Reilly preferred working as an independent — on staff at hospitals but not employed by them. He didn’t feel compelled to generate revenue by ordering procedures, he said.
If Broward Health pushed a brand of artificial knee he felt was wrong for a patient, he could do the operation elsewhere. If he had concerns about the system’s radiology department — as some doctors did, according to the lawsuit — he could refer people to a different facility.
Fewer and fewer doctors have the same freedom, Reilly worries.
Some believe the AMA underestimates the portion of physicians employed by hospitals. Hospitals have been especially keen to hire primary-care doctors, the specialty that generated the highest referral profits for Broward Health, according to the lawsuit.

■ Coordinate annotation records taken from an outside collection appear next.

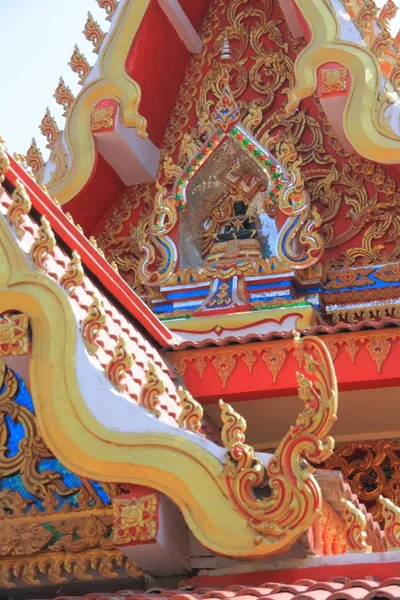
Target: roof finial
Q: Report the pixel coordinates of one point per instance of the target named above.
(226, 48)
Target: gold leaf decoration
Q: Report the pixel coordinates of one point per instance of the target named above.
(119, 365)
(151, 391)
(92, 324)
(19, 207)
(73, 276)
(43, 245)
(192, 412)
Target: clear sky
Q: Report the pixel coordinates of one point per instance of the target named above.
(37, 40)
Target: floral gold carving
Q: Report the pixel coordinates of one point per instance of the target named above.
(19, 208)
(49, 128)
(135, 519)
(62, 567)
(119, 365)
(356, 528)
(391, 515)
(92, 324)
(43, 245)
(291, 487)
(4, 160)
(372, 469)
(333, 80)
(35, 161)
(150, 393)
(93, 33)
(79, 65)
(329, 533)
(274, 358)
(191, 414)
(224, 363)
(64, 96)
(73, 276)
(102, 118)
(110, 6)
(14, 334)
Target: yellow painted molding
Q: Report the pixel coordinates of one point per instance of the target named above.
(188, 469)
(112, 82)
(363, 120)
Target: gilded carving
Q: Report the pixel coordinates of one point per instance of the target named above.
(135, 519)
(333, 80)
(102, 118)
(110, 6)
(4, 160)
(92, 324)
(391, 515)
(79, 64)
(356, 528)
(19, 207)
(151, 391)
(191, 414)
(119, 365)
(290, 492)
(372, 469)
(14, 334)
(35, 161)
(93, 33)
(64, 96)
(74, 274)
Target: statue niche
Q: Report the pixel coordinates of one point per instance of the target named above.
(229, 216)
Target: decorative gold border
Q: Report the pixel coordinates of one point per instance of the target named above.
(112, 82)
(363, 116)
(187, 472)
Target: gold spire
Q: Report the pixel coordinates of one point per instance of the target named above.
(49, 128)
(93, 32)
(79, 64)
(110, 6)
(64, 96)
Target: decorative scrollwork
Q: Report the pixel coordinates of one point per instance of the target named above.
(43, 245)
(356, 527)
(391, 514)
(151, 391)
(74, 274)
(285, 486)
(4, 160)
(64, 96)
(35, 161)
(79, 65)
(93, 33)
(192, 412)
(19, 208)
(372, 469)
(120, 363)
(92, 324)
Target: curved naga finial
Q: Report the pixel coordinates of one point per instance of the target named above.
(391, 514)
(303, 221)
(288, 495)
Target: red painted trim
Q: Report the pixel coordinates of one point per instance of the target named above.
(98, 265)
(379, 571)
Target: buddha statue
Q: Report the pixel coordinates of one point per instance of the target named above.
(230, 232)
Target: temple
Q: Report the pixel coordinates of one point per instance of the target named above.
(200, 313)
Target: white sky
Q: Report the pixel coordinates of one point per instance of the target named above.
(37, 40)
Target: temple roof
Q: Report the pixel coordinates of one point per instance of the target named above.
(337, 588)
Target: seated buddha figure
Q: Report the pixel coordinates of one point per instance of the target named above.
(230, 232)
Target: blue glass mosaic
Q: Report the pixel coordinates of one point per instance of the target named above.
(72, 482)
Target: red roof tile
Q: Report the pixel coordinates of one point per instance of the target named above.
(303, 589)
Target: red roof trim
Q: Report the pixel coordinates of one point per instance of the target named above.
(98, 265)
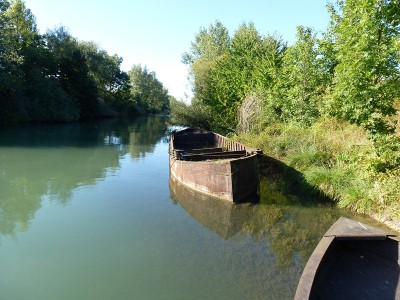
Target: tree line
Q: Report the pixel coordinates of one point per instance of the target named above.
(351, 72)
(56, 77)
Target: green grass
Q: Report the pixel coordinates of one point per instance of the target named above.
(336, 159)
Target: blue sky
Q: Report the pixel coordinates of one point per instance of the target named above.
(155, 33)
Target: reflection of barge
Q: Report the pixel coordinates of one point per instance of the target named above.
(352, 261)
(210, 163)
(221, 217)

Not only does hospital employment “dramatically” boost chances that a doctor will refer to that hospital, but it also raises odds that patients will end up at a higher-cost, lower-quality facility, finds a recent study from Stanford University researchers. Like Broward Health CEO Nask, many hospital bosses get bonuses for increasing revenue and profits.
“My wish would be that the hospital-physician employee contract would go away,” said Reilly, now retired and entitled to $12 million of the whistleblower settlement. “You could pick just about any hospital, and I will tell you there is a component where that contract is driven by referrals.”

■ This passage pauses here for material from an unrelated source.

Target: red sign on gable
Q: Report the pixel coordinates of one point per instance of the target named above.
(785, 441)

He is skeptical that accountable care organizations — collaborative groups of doctors and hospitals that are supposed to focus on keeping patients healthy and not on maximizing revenue — will change the dynamic.
Hospital hiring of physicians “not only fosters an environment to motivate physician referrals, but also blunts physician innovation, discovery and ingenuity,” he said.
What should patients do? Ask their doctor who he or she works for, Reilly added. If the doctor is employed by the hospital and recommends surgery or some other expensive treatment, he said, “research the indications for the procedure” and “consider a second opinion” from an independent practitioner.